Not easy, i know! Hopefully someone can help me out with some of these. Thanks in advance!!!!

2. ## I will give you the derivatives of each

Originally Posted by Blue Griffin
Big homework assignment this week, and luckily i was able to do most of the problems. However, there are these 3 that i just can't go right.

1. Equation is $\displaystyle 2(y^3) + 6(x^2)y- 12(x^2) + 6y = 1$

a. Show that the derivative of the above equation is equal to $\displaystyle (4x -2xy)/(x^2 + y^2 + 1)$

b. Write an equation of each horizontal tangent line to the curve.

c. The line through the origin with slope -1 is tangent to the curve at point P. Find the x and y coordinates of point P.

2. Equation is $\displaystyle x^2 + 4(y^2) = 7 = 3xy$

a. Show that the derivative of the above equation is equal to $\displaystyle (3y - 2x)/(8y - 3x)$

b. Show that there is a point P with x coordinate 3 at which the line tangent to the curve at P is horizontal. Find the y coordinate of P.

c. Find the value of the second derivative at the point P found in part b. Does the curve have a local maximum, a local minimum, or neither at the point P? Justify.

3. Equation is $\displaystyle x(y^2) - (x^3)y = 6$

a. Show that the derivative of the above euation is equal to $\displaystyle (3(x^2)y - Y^2)/(2xy - x^3)$

b. Find all the points on the curve whose x coordinate is 1, and write an equation for the tangent line at each of these points.

c. Find the x coordinate of each point on the curve where the tangent line is vertical.

Not easy, i know! Hopefully someone can help me out with some of these. Thanks in advance!!!!
$\displaystyle 2y^3+6x^2y-12x^2+6y=1$...then$\displaystyle 6y^2\cdot{y'}+6x^2\cdot{y'}+12xy-24x+6y'=0$...now solve for $\displaystyle y'$....$\displaystyle x^2+4y^2-7=3xy$...then $\displaystyle 2x+8y\cdot{y'}=3x\cdot{y'}+3y$..once again solve for $\displaystyle y'$....$\displaystyle xy^2-x^3y=6$...then $\displaystyle 2xy\cdot{y'}+y^2-x^3\cdot{y'}+3x^2y=0$....and solve for $\displaystyle y'$...I am sure you can do the rest

3. Originally Posted by Blue Griffin
Big homework assignment this week, and luckily i was able to do most of the problems. However, there are these 3 that i just can't go right.

1. Equation is $\displaystyle 2(y^3) + 6(x^2)y- 12(x^2) + 6y = 1$

a. Show that the derivative of the above equation is equal to $\displaystyle (4x -2xy)/(x^2 + y^2 + 1)$

b.
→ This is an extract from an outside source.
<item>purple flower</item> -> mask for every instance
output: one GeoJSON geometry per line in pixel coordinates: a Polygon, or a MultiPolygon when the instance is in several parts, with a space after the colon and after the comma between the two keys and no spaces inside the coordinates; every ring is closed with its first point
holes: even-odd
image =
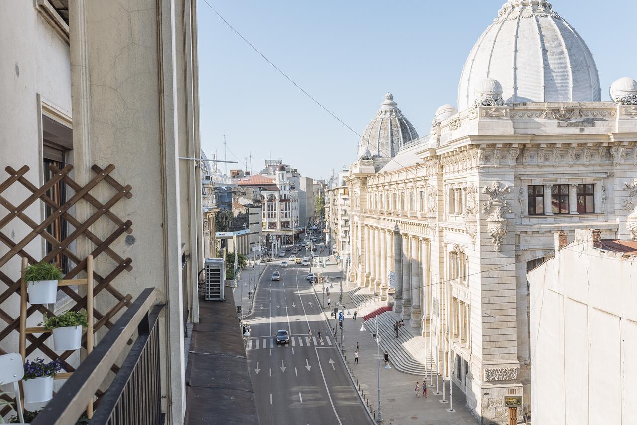
{"type": "Polygon", "coordinates": [[[62,370],[62,360],[55,359],[48,363],[44,363],[44,359],[36,358],[33,361],[29,360],[24,364],[24,380],[41,377],[52,377],[55,372],[62,370]]]}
Write an equation of each horizontal tangent line to the curve.

c. The line through the origin with slope -1 is tangent to the curve at point P. Find the x and y coordinates of point P.

2. Equation is $\displaystyle x^2 + 4(y^2) = 7 = 3xy$

a. Show that the derivative of the above equation is equal to $\displaystyle (3y - 2x)/(8y - 3x)$

b. Show that there is a point P with x coordinate 3 at which the line tangent to the curve at P is horizontal. Find the y coordinate of P.

c. Find the value of the second derivative at the point P found in part b. Does the curve have a local maximum, a local minimum, or neither at the point P? Justify.

3. Equation is $\displaystyle x(y^2) - (x^3)y = 6$

a. Show that the derivative of the above euation is equal to $\displaystyle (3(x^2)y - y^2)/(2xy - x^3)$

b. Find all the points on the curve whose x coordinate is 1, and write an equation for the tangent line at each of these points.

c. Find the x coordinate of each point on the curve where the tangent line is vertical.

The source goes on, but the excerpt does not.